Stocker du vrac en boudin : est-ce l’avenir ?

Le 31/08/2020 à 9:36 par La rédaction

Alors que la technique du stockage de céréales en gaines plastiques est très répandue en Amérique du Sud, l’Europe semble être en retard. Cette solution, qui allie souplesse et accessibilité, a pourtant de beaux avantages à apporter aux organismes stockeurs. François Dufraisse, gérant de CGAO, société spécialisée dans l’enrubannage en continu et la mise en boudin de céréales en France, nous éclaire sur le sujet.

 

François Dufraisse, dirigeant de la société CGAO.

La technique du stockage en boudin est-elle nouvelle ?

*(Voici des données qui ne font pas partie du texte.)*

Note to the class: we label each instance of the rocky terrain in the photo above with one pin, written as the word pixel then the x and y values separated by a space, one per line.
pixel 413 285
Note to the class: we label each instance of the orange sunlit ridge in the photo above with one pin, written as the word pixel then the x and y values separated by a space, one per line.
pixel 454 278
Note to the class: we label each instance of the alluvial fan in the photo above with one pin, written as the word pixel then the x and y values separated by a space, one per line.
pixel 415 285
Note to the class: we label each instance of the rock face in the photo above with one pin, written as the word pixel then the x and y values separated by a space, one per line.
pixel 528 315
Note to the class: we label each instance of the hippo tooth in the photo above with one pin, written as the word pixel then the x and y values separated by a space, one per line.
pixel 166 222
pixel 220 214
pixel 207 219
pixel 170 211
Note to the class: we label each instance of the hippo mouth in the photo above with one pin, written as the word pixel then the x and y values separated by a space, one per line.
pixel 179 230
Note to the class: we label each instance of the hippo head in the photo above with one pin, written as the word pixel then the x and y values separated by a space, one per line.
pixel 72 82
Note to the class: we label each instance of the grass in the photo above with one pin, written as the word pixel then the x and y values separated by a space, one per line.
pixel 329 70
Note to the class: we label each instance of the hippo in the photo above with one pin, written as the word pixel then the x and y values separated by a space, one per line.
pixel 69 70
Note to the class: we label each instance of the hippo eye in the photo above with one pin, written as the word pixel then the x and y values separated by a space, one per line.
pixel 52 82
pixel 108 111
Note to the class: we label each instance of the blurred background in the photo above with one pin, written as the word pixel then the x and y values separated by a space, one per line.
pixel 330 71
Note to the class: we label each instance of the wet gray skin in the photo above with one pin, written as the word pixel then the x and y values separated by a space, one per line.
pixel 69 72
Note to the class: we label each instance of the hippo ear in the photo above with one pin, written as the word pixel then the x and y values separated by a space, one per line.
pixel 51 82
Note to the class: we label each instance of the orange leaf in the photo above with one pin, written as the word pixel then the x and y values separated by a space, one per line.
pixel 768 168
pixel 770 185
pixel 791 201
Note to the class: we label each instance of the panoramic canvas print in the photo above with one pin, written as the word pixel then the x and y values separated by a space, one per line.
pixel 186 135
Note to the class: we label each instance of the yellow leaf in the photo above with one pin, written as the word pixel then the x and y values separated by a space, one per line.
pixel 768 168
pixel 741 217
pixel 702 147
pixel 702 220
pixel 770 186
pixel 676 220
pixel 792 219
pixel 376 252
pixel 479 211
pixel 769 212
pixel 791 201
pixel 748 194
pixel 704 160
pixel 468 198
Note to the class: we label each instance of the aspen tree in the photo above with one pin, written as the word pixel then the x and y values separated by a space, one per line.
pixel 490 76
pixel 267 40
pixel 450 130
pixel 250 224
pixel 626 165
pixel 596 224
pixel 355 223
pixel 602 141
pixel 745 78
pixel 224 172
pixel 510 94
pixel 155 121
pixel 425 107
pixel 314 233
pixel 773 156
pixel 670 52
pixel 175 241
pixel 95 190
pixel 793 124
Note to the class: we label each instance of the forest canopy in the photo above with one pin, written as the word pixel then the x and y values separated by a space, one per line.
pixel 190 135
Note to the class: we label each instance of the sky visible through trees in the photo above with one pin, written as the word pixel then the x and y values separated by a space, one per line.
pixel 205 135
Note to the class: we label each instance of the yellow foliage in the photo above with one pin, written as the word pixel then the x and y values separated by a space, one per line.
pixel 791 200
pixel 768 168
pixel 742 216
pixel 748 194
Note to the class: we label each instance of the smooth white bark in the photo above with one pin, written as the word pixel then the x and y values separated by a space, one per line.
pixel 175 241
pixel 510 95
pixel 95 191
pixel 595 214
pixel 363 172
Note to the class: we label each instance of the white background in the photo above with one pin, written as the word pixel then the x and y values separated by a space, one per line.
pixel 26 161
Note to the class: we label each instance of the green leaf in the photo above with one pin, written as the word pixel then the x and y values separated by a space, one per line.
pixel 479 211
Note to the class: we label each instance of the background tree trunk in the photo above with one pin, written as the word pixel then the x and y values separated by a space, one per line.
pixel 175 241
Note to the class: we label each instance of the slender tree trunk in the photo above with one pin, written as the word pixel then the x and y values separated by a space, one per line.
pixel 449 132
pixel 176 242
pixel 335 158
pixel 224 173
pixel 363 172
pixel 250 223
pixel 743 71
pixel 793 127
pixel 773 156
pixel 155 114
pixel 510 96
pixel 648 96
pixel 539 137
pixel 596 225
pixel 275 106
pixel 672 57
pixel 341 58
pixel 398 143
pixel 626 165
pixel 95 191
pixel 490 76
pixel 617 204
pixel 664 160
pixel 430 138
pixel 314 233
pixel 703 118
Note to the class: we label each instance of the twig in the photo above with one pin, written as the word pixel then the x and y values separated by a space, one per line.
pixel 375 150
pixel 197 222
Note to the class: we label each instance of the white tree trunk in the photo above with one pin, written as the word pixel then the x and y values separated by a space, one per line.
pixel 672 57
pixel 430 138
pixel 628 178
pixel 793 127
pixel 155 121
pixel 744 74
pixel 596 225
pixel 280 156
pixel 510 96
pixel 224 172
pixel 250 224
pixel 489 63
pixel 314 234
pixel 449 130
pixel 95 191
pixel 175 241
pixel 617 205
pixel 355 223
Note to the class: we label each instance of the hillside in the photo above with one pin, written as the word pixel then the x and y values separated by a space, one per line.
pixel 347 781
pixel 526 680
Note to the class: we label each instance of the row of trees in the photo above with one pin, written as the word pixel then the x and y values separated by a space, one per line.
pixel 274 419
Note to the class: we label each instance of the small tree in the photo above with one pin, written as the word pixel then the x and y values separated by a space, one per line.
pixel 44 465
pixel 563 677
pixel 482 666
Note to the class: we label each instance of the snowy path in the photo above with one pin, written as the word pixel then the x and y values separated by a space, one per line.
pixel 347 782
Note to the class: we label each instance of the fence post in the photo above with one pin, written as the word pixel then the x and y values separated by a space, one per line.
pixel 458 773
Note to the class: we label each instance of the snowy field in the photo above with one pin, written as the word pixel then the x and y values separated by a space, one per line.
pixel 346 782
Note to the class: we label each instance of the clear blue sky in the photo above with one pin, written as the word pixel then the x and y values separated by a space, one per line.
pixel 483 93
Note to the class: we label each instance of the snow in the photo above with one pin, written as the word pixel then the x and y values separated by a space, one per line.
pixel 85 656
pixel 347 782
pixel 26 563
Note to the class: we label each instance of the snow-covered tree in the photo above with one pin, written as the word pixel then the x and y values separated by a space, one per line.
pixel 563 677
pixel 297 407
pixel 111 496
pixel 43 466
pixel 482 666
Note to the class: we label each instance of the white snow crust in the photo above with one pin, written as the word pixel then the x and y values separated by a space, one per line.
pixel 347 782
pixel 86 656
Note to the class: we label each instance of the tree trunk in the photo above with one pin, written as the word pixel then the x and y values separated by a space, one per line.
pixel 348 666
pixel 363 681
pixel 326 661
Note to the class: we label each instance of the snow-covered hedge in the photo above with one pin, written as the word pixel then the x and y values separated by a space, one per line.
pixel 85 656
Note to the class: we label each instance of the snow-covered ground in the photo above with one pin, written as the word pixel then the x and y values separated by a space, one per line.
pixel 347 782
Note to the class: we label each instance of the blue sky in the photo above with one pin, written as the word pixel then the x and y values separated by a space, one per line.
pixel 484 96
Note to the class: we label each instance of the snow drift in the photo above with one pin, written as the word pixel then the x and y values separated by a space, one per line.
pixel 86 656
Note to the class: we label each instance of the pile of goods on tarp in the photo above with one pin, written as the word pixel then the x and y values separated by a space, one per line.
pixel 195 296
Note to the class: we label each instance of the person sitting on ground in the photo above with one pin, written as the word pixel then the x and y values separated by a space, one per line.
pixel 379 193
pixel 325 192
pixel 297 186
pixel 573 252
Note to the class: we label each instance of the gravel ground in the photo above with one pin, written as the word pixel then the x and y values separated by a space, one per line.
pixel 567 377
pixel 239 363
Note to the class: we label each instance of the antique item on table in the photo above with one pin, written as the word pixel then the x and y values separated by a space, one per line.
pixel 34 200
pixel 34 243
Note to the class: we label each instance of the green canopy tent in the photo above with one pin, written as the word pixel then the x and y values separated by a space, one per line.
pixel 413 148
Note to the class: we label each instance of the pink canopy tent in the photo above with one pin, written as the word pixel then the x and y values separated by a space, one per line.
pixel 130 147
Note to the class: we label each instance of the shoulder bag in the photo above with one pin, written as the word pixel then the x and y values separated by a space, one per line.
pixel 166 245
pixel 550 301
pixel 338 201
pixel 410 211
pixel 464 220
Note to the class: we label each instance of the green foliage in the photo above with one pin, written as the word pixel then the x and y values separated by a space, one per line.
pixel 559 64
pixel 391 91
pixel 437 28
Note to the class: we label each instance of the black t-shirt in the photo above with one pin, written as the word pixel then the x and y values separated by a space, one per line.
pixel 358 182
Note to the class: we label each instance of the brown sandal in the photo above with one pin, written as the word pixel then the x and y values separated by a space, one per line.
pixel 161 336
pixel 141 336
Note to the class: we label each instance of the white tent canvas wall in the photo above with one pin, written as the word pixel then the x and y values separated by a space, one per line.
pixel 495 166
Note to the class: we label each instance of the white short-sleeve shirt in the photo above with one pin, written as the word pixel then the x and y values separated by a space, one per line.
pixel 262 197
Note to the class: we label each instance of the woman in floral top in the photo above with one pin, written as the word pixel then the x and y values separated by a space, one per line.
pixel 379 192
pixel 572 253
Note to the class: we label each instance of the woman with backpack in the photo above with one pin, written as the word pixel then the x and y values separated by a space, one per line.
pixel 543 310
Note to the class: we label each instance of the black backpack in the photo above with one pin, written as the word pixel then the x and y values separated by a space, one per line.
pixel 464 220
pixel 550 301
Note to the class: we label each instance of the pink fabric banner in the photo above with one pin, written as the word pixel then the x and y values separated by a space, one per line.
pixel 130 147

François Dufraisse : CGAO, société située à Saint-Priest Les Fougères, entre Périgueux et Limoges, a commencé dès 1994 en proposant en France des enrubanneuses en continu, sous la marque Baudouin. Au début des années 2000, nous nous sommes intéressés à la technique de stockage de céréales en gaines plastiques. D’abord, nous avons proposé une machine dédiée aux éleveurs de ruminants pour le stockage en boudin de céréales secs ou humides avec aplatisseur. Cette solution permettait de transformer et de stocker les céréales, et donc gagner en autonomie et limiter les achats extérieurs. Nos équipements ont connu un franc succès dans les années 2000, et nous avons aujourd’hui plusieurs centaines de machines de ce type en fonctionnement en France. Parallèlement, nous avons tenté de développer avec les mêmes fournisseurs de matériels et de consommables une solution pour les organismes stockeurs, sans aplatisseurs. Afin de proposer une solution parfaitement adaptée, nous avions confié l’une de nos machines à l’INRA afin qu’elle puisse réaliser des essais et valider l’intérêt de la technique au sein de sa station d’expérimentation. L’INRA avait validé les essais et nous avions, en 2003, tenté la commercialisation de cette solution en s’adressant aux coopératives, aux négociants, ou céréaliers et autres organismes stockeurs. Contrairement à la machine dédiée aux éleveurs, nous avons connu à cette époque un échec commercial, les organismes stockeurs ayant déjà les capacités nécessaires pour stocker les moissons ou les importations.

 

Pourquoi les industriels y trouvent-ils un nouvel intérêt aujourd’hui ?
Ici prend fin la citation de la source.